In [2]:
%reload_ext sql

In [3]:
%sql sqlite:///ecommerce.db

In [None]:
import pandas as pd

#Load the dataset
df = pd.read_csv('../data/ecommerce_data.csv')

#Use sqlalchemy to push to SQL
from sqlalchemy import create_engine
engine = create_engine('sqlite:///ecommerce.db') #Same db as above

#Send the dataframe to SQL as table
df.to_sql('ecommerce_data', engine, index=False, if_exists='replace')

5000

# Query1: Conversion Rate by Group(Control vs Treatment)
This tells us which group(control or treatment) had a higher percentage of users who made purchase.

In [5]:
%%sql
SELECT
    [group],
    COUNT(*) AS total_users,
    SUM(purchase) AS total_purchases,
    ROUND(AVG(purchase)*100, 2) AS conversion_rate_percent
FROM ecommerce_data
GROUP BY [group];

 * sqlite:///ecommerce.db
Done.


group,total_users,total_purchases,conversion_rate_percent
control,2504,306,12.22
treatment,2496,345,13.82


# Interpretation:
Based on the above results, Treatment group has a higher conversion rate compared to control group.This suggests that the new feature presented to the treatment group is more effective in driving conversions. However this is a descriptive insight - further statistical testing is required to confirm if the difference is significant or could be due to chance.

# Query2: Average Revenue by Group
This query tells us whether the new feature(treatment group) led to higher earnings per user.

In [6]:
%%sql
SELECT
    [group],
    ROUND(AVG(revenue), 2) AS avg_revenue,
    SUM(revenue) AS total_revenue
FROM ecommerce_data
GROUP BY [group];

 * sqlite:///ecommerce.db
Done.


group,avg_revenue,total_revenue
control,6.12,15326.07
treatment,6.87,17139.1


# Interpretation:
The treatment group shows a higher average revenue per user and greater total revenue. This implies the new feature may be more effective not just at converting users but also at increasing their spending. These business impact makes the treatment promising, but there is need to validate the results with statistical tests.

# Query3: Average Session Time by Device Type
The above query tella us if users on mobile or desktop spend more time on the site.

In [7]:
%%sql
SELECT
    device_type,
    COUNT(*) AS users,
    ROUND(AVG(session_duration), 2)
AS avg_session_seconds
FROM ecommerce_data
GROUP BY device_type;

 * sqlite:///ecommerce.db
Done.


device_type,users,avg_session_seconds
desktop,2079,185.31
mobile,2921,181.03


# Interpretation:
Desktop users show longer average sessions which may suggest they are more engaged or they have a better user experience. This insight could guide design decisions or device specific optimization. If the opposite was to be true then it could have suggested that the mobile experience is effective and user base might be more mobile centric.

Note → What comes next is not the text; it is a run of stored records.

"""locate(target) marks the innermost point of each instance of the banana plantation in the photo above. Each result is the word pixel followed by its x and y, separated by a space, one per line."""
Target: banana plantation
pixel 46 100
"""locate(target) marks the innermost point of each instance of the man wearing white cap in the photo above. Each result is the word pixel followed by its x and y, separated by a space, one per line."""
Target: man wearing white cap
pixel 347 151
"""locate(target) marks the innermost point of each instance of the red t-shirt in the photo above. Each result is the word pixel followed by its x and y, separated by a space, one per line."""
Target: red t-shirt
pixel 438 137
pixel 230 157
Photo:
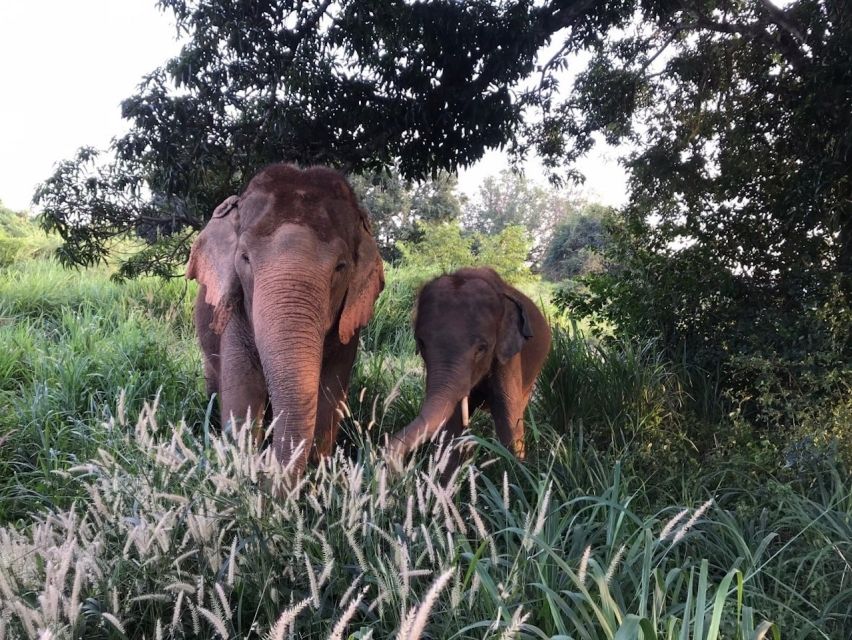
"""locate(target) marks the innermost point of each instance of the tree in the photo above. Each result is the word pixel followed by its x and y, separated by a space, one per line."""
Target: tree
pixel 577 244
pixel 444 247
pixel 739 111
pixel 511 199
pixel 397 205
pixel 736 245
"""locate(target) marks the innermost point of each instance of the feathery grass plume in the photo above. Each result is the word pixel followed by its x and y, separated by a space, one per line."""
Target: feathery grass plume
pixel 402 560
pixel 613 565
pixel 420 614
pixel 542 510
pixel 514 626
pixel 689 523
pixel 216 621
pixel 475 583
pixel 340 627
pixel 506 502
pixel 350 590
pixel 427 539
pixel 106 615
pixel 327 560
pixel 359 553
pixel 408 523
pixel 286 620
pixel 671 524
pixel 176 613
pixel 196 619
pixel 312 581
pixel 232 563
pixel 584 565
pixel 226 605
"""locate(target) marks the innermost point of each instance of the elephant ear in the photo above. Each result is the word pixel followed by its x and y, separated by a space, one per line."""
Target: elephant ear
pixel 211 262
pixel 366 284
pixel 515 329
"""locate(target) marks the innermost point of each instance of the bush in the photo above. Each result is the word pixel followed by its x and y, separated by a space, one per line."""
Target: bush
pixel 444 247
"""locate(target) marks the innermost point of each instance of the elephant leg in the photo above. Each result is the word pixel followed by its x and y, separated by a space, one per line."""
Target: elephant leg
pixel 334 385
pixel 508 402
pixel 242 385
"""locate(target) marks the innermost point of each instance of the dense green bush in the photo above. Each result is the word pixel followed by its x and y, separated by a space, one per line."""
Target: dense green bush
pixel 20 237
pixel 445 247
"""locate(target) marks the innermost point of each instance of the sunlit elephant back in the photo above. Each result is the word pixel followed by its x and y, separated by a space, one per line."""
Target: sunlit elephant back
pixel 288 274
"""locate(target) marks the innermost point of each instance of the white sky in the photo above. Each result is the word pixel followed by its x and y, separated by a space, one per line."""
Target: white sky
pixel 65 67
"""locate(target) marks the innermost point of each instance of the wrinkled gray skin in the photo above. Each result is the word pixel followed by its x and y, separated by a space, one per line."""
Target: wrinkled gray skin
pixel 288 274
pixel 481 340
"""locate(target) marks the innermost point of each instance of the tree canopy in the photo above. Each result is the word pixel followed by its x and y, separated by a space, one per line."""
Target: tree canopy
pixel 736 241
pixel 397 206
pixel 356 84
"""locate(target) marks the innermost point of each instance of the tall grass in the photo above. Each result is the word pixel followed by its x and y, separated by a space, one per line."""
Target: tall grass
pixel 121 519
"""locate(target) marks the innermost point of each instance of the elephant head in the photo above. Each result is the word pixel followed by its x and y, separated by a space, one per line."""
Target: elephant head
pixel 468 325
pixel 291 271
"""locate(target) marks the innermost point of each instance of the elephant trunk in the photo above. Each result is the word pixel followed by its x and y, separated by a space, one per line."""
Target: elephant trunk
pixel 443 394
pixel 289 316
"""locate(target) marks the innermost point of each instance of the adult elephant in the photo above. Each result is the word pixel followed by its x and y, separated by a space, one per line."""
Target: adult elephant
pixel 484 344
pixel 288 274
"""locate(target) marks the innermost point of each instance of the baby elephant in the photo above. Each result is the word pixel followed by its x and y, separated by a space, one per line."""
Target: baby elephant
pixel 484 343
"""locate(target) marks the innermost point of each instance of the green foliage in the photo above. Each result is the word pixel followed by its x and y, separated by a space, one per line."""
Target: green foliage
pixel 397 205
pixel 600 533
pixel 445 247
pixel 510 199
pixel 577 245
pixel 20 237
pixel 736 246
pixel 70 344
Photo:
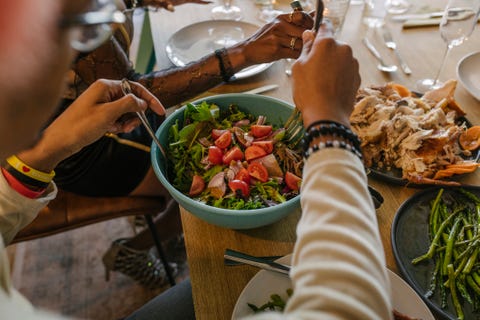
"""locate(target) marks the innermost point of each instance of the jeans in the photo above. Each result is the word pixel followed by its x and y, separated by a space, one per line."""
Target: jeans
pixel 174 303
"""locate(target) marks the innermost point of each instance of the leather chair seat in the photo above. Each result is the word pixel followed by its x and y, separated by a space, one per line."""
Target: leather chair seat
pixel 70 211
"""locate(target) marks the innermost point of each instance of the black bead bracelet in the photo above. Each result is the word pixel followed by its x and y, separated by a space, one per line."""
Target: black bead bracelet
pixel 340 137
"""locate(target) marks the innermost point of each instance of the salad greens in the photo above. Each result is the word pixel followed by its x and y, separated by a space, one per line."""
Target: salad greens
pixel 276 302
pixel 189 145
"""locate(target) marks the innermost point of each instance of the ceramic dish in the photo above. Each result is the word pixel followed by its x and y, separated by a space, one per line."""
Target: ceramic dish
pixel 468 72
pixel 265 283
pixel 200 39
pixel 410 239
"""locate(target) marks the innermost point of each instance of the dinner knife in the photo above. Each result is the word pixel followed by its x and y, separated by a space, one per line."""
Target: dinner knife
pixel 256 261
pixel 417 16
pixel 262 89
pixel 388 40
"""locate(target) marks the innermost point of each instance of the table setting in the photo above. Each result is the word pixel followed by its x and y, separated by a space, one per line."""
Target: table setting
pixel 220 290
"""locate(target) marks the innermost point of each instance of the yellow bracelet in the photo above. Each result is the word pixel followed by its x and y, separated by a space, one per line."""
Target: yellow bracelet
pixel 25 169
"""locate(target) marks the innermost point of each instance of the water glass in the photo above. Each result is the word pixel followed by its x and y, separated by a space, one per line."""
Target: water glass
pixel 374 13
pixel 397 6
pixel 335 11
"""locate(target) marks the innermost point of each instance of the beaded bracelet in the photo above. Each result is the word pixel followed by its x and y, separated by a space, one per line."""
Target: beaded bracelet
pixel 133 4
pixel 25 170
pixel 226 69
pixel 341 137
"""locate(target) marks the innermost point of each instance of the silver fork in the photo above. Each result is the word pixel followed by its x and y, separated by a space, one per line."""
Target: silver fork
pixel 127 89
pixel 294 129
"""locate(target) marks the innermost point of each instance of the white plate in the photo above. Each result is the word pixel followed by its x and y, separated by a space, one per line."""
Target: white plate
pixel 265 283
pixel 468 72
pixel 200 39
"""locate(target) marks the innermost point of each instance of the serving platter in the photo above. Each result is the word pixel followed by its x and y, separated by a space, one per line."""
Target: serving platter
pixel 200 39
pixel 410 239
pixel 468 73
pixel 265 283
pixel 394 175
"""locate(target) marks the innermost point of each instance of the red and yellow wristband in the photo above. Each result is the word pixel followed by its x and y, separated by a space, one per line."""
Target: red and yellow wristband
pixel 26 180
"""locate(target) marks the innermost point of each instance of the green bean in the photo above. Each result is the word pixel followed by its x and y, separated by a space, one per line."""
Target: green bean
pixel 436 239
pixel 453 292
pixel 450 241
pixel 454 232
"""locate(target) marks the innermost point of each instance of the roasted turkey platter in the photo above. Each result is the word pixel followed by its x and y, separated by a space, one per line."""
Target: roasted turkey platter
pixel 415 140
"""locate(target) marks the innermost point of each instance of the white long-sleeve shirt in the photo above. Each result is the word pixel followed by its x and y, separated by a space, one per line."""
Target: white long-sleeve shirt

# Query4: Conversion Rate by Device Type
This query calculates how likely users are to convert (make a purchase) based on their device type.

In [9]:
%%sql
SELECT 
    device_type,
    COUNT(*) AS total_users,
    SUM(purchase) AS total_purchases,
    ROUND(AVG(purchase)*100, 2) AS conversion_rate_percent
FROM ecommerce_data
GROUP BY device_type;

 * sqlite:///ecommerce.db
Done.


device_type,total_users,total_purchases,conversion_rate_percent
desktop,2079,259,12.46
mobile,2921,392,13.42


# Interpretation:
Based on the results of the above query the mobile device type has a better conversion rate as compared to the desktop device type.

# Query5: Revenue Per Session By Group
This query calculates the average revenue per second of session time for each group. It evaluates how effective each group is at generating revenue relative to time spent on the site.

In [10]:
%%sql
SELECT
    [group],
    ROUND(SUM(revenue) / SUM(session_duration), 4) AS revenue_per_second
FROM ecommerce_data
GROUP BY [group];

 * sqlite:///ecommerce.db
Done.


group,revenue_per_second
control,0.0342
treatment,0.0368


# Interpretation:
Treatment group has a higher revenue per second which could suggest a more efficient user experience or stronger conversion funnel.